Brianna laughed, and a smile curved his mouth on one side, as he looked up at her, his eyes soft despite the lines of tiredness round them. He’d had a long day, I thought. And likely to be a lot longer. I would have given anything to hold that fleeting moment of connection between them, but it had passed already.

“I think you are both ridiculous,” I said. I touched his finger lightly at the spot I’d held. “The bone is cracked, just there below the joint. It’s not bad, though; no more than a hairline fracture. I’ll splint it, just in case.”

I got up and went to rummage through my medical chest for a linen bandage and one of the long, flat wood chips I used as tongue depressors. I glanced covertly over the raised lid, watching him. Something was definitely odd about him this evening, though I still couldn’t put my finger on it.

I had sensed it from the first, even through my own agitation, and sensed it even more strongly when I held his hand to examine it; a sort of energy pulsed through him, as though he were excited or upset, though he gave no outward sign of it.

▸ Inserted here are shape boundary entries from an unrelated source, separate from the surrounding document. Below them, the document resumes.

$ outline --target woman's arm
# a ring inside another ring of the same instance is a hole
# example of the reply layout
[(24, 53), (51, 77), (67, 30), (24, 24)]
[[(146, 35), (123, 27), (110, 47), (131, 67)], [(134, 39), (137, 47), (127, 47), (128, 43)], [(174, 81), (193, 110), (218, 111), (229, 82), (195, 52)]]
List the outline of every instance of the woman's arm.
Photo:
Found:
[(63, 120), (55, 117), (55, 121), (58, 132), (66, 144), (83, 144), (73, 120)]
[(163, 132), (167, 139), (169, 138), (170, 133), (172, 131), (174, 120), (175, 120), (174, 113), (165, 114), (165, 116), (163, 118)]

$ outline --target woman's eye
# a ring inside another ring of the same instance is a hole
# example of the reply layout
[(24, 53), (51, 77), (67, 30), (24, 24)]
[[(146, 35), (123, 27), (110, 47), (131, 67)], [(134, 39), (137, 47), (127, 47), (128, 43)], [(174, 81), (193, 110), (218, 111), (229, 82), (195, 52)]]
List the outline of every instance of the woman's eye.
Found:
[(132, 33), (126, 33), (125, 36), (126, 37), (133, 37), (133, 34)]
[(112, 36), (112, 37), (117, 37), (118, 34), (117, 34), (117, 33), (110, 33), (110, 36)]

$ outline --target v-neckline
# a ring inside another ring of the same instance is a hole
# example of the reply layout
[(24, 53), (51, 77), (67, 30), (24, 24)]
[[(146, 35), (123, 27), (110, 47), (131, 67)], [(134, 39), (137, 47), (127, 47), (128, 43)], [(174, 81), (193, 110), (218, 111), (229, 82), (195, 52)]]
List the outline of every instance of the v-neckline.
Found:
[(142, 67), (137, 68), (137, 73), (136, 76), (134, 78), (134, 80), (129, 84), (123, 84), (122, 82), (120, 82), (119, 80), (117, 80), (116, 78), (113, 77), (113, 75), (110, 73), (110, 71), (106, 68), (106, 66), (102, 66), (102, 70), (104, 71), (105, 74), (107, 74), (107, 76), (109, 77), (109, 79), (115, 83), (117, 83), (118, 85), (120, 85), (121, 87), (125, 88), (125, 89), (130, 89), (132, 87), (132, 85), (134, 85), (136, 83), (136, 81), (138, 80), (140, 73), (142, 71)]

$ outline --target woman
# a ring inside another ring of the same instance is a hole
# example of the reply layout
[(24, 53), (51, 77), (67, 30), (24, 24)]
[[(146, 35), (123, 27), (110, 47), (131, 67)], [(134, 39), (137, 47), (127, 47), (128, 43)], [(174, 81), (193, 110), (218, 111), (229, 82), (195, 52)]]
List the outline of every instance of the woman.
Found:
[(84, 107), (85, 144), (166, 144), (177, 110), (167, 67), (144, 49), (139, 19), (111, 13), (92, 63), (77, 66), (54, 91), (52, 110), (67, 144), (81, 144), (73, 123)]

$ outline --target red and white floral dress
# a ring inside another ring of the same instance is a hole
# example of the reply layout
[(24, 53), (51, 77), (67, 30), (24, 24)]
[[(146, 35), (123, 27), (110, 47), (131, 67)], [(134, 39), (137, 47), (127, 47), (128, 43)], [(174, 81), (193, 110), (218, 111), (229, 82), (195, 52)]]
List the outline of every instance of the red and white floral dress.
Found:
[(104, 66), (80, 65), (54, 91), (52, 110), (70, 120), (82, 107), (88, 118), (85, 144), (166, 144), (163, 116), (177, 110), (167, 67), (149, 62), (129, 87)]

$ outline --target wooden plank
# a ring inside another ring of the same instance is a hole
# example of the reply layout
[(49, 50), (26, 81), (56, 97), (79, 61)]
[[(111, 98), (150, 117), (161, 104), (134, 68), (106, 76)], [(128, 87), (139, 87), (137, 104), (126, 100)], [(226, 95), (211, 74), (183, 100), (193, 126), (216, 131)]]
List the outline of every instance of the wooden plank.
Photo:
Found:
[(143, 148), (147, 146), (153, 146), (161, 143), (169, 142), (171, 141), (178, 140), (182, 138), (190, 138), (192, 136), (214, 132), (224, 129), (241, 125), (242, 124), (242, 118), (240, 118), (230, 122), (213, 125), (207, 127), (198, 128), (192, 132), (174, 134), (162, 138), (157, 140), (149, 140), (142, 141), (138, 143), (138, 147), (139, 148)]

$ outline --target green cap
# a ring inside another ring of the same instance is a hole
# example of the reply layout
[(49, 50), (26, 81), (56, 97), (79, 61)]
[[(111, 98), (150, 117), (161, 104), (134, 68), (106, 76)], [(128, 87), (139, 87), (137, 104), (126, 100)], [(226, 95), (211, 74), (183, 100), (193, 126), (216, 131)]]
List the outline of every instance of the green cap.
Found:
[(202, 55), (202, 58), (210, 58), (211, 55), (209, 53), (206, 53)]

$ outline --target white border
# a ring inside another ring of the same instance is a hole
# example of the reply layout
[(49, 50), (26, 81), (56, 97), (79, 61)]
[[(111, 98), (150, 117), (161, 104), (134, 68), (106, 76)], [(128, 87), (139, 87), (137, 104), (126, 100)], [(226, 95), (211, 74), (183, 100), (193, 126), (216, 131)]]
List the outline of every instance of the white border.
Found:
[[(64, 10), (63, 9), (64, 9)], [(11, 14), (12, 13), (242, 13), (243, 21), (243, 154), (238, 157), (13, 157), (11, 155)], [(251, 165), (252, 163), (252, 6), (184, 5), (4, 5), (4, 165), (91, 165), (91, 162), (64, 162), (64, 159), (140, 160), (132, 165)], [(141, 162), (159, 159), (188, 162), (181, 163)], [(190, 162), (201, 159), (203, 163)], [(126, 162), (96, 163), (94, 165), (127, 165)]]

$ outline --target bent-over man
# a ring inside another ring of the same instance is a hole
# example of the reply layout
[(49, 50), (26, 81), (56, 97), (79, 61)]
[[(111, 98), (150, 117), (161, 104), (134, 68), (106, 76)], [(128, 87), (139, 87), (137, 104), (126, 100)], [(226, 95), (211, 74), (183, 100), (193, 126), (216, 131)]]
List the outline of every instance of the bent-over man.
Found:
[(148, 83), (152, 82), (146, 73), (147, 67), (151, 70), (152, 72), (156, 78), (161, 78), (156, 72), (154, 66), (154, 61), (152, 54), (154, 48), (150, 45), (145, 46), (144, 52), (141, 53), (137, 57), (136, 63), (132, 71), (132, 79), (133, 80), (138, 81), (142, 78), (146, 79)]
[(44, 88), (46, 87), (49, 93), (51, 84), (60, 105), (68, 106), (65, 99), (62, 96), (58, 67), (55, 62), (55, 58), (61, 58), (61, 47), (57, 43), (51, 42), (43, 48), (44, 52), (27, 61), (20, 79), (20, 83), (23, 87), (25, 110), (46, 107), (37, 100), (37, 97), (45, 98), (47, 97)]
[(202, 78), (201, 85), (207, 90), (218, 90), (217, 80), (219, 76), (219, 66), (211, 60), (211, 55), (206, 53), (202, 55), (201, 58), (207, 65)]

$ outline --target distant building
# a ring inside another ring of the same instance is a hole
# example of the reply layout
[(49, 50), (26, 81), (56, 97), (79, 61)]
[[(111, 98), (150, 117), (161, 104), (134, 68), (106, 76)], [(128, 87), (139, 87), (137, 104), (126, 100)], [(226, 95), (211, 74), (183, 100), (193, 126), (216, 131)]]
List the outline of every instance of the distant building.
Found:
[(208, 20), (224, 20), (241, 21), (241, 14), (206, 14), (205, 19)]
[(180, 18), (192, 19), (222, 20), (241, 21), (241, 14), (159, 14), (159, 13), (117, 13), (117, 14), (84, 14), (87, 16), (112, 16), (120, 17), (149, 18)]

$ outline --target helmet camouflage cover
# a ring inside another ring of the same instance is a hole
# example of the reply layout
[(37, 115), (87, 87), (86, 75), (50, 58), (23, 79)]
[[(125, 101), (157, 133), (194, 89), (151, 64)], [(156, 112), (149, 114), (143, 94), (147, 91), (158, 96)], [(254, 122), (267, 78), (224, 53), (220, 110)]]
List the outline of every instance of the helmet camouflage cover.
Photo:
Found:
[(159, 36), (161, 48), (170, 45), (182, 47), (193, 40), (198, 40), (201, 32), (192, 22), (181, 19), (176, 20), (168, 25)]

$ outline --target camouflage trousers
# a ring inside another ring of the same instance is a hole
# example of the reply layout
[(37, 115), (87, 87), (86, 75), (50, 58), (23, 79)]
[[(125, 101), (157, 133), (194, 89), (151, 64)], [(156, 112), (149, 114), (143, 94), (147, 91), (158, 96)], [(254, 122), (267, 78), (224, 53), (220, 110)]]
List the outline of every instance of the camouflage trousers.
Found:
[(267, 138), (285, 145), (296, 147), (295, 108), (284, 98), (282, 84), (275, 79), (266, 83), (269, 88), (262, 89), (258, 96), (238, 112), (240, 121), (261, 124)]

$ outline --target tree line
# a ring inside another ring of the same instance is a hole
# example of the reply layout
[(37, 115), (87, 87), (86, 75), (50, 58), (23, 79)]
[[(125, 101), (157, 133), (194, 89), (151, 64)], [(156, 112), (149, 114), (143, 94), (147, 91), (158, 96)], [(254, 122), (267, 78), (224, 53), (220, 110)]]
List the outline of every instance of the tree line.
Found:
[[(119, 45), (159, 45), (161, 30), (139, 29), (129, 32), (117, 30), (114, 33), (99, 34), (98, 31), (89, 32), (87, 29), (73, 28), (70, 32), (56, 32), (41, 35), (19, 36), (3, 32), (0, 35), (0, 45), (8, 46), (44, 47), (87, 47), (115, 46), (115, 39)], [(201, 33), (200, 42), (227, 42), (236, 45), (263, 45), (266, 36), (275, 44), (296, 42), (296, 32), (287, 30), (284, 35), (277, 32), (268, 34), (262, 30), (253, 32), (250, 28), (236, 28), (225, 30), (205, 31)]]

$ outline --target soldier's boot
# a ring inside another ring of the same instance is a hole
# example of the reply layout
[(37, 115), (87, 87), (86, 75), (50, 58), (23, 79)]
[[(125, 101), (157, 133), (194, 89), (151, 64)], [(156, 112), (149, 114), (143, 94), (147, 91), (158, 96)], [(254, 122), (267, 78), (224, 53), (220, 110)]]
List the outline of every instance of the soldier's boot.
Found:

He was bloody good at hiding things when he wanted to; what the hell had happened at Fergus’s house?

Brianna said something to Jamie, too low for me to catch, and then turned away without waiting for an answer, and came to join me by the open chest.

“Do you have some ointment, for his hands?” she asked. Then, leaning close on pretext of looking into the chest, said in a low voice, “Should I tell him tonight? He’s tired and he’s hurt. Hadn’t I better let him rest?”

I glanced at Jamie. He was leaning back against the settle, eyes wide open as he watched the flames, hands resting flat on his thighs. He wasn’t relaxed, though; whatever strange current was flowing through him, it had him strung like a telegraph wire.

“He might rest better not knowing, but you won’t,” I said, equally low-voiced. “Go ahead and tell him. You might let him eat first, though,” I added practically. I was a strong believer in meeting bad news on a full stomach.

I splinted Jamie’s finger while Brianna sat down beside him and dabbed gentian ointment onto the abraded knuckles of his other hand. Her face was quite calm; no one would ever guess what was going on behind it.

“You’ve torn your shirt,” I said, finishing off the last bandage with a small square knot. “Give it to me after supper and I’ll mend it. How’s that, then?”

“Verra nice, Madame Lazonga,” he said, gingerly wiggling his freshly splinted finger. “I shall be getting quite spoilt, wi’ so much attention paid me.”

“When I start to chew your food for you, you can worry,” I said tartly.

He laughed, and gave the splinted hand to Bree for anointing.

I went to the cupboard to fetch a plate for him. As I turned back toward the hearth, I saw him watching her intently. She kept her head bent, eyes on the large, callused hand she held between her own. I could imagine her search for words with which to begin, and my heart ached for her. Perhaps I should have told him privately myself, I thought; not let him near her until the first rush of feeling was safely past and he had himself in hand again.

“Ciamar a tha tu, mo chridhe?” he said suddenly. It was his customary greeting to her, the beginning of their evening Gaelic lesson, but his voice was different tonight; soft, and very gentle. How are you, darling? His hand turned and covered hers, cradling her long fingers.